With the Philippines ranking as the 20th most affected world-wide and second to Indonesia with the most number of cases in Southeast Asia, the government had no other recourse but to forego with the normal holding of face-to-face classes in classrooms.
This, according to the government, is to prevent community transmission of the deadly virus to students who belong to one of the most vulnerable sectors of the population.
So, the Department of Education (DepEd) had to come up with a new learning process that will allow continuity of classes even without the students going to the classrooms and interacting with their teachers and classmates. And the new scheme adopted is the so-called blended process of instructions and learning.
These are the purely on-line method, the mixed on-line and module use method, the purely modular means of instruction and learning, and the radio-television teaching.
Despite all efforts to fine-tune the system adopted for the New Normal, the DepEd admits that there will definitely be birth pains at the start of the implementation of all the modes of instructions.
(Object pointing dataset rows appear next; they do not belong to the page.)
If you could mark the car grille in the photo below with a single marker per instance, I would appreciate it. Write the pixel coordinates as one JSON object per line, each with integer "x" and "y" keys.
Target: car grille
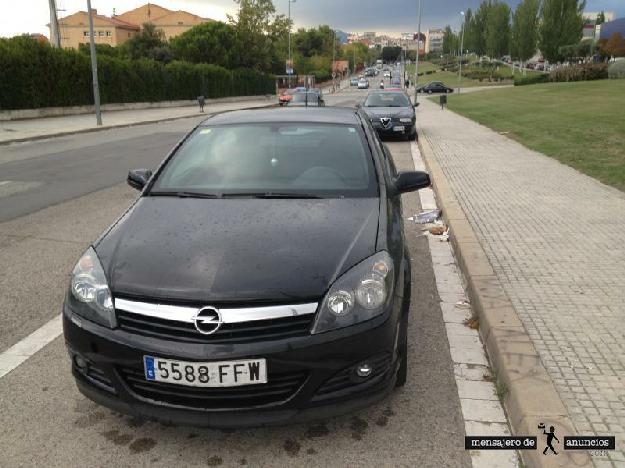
{"x": 279, "y": 387}
{"x": 243, "y": 332}
{"x": 345, "y": 382}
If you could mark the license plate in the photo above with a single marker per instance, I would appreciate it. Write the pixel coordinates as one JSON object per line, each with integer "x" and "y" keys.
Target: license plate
{"x": 206, "y": 374}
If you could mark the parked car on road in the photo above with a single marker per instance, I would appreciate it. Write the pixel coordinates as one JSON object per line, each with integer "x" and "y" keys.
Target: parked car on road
{"x": 435, "y": 87}
{"x": 311, "y": 98}
{"x": 287, "y": 95}
{"x": 391, "y": 113}
{"x": 260, "y": 277}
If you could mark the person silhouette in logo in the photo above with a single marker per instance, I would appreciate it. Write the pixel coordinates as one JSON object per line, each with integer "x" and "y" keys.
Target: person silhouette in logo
{"x": 550, "y": 436}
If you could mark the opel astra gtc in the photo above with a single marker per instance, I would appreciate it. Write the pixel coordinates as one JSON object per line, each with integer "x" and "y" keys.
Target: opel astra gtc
{"x": 260, "y": 277}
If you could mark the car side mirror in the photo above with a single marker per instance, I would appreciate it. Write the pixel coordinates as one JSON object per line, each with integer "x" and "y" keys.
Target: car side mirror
{"x": 411, "y": 181}
{"x": 137, "y": 178}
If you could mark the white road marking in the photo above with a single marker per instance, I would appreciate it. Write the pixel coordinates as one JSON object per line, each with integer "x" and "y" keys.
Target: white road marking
{"x": 22, "y": 350}
{"x": 481, "y": 409}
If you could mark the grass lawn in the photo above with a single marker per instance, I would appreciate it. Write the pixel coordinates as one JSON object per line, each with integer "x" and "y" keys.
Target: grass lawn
{"x": 451, "y": 79}
{"x": 581, "y": 124}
As far as this particular column of ours, we take more specific concern on the On-Line teaching process. The agency acknowledges that under the on-line scheme, both the students and teachers have to confront the lack of connectivity. These are the absence of internet and wide fidelity (Wi-Fi) connection; the wide area where telecommunication signal is weak or cannot reach, the very significant number of students and even teachers who do not have the gadgets needed for on-line learning such as computers both table type and laptops; tablets, appropriate mobile phones; and even the lack of skills of students and teachers to operate the gadgets to conform with the interaction methodology.
Last Tuesday, the second day of on-line classes, we personally observed the conduct of instruction through our two grandchildren, both students of public high schools. The older one is a Grade 10 student at Davao City Special High School while the other, a Grade 8, student at the Daniel R. Aguinaldo National High School Science Technology and Engineering (STE) section.
As to our grandson at SPED, the on-line class was going smoothly for the first few minutes of the only subject they held class that day. But a few more minutes, the words uttered by the teacher who was based at a classroom in school, started to sputter. Then it sounded like telegraphic signals until the words spoken became totally incomprehensible. Soon enough the on-line class was terminated for that day.
Our granddaughter at Daniel Aguinaldo though, was a bit luckier than her brother at SPED. Her on-line classes ran smoothly and seemed to have no problem at all.
If this has happened in a so-called premier public school right in the heart of a highly urbanized city then it is very easy to imagine the situation experienced by our grandson happening in most of the rural areas not just in Davao City but the rest of the country.
Now, the sources of the birth pains are clearly manifesting. It is up to the government to find means to provide the needed “pain relievers.” If this can be done fast, then the better for the Filipino learners and teachers.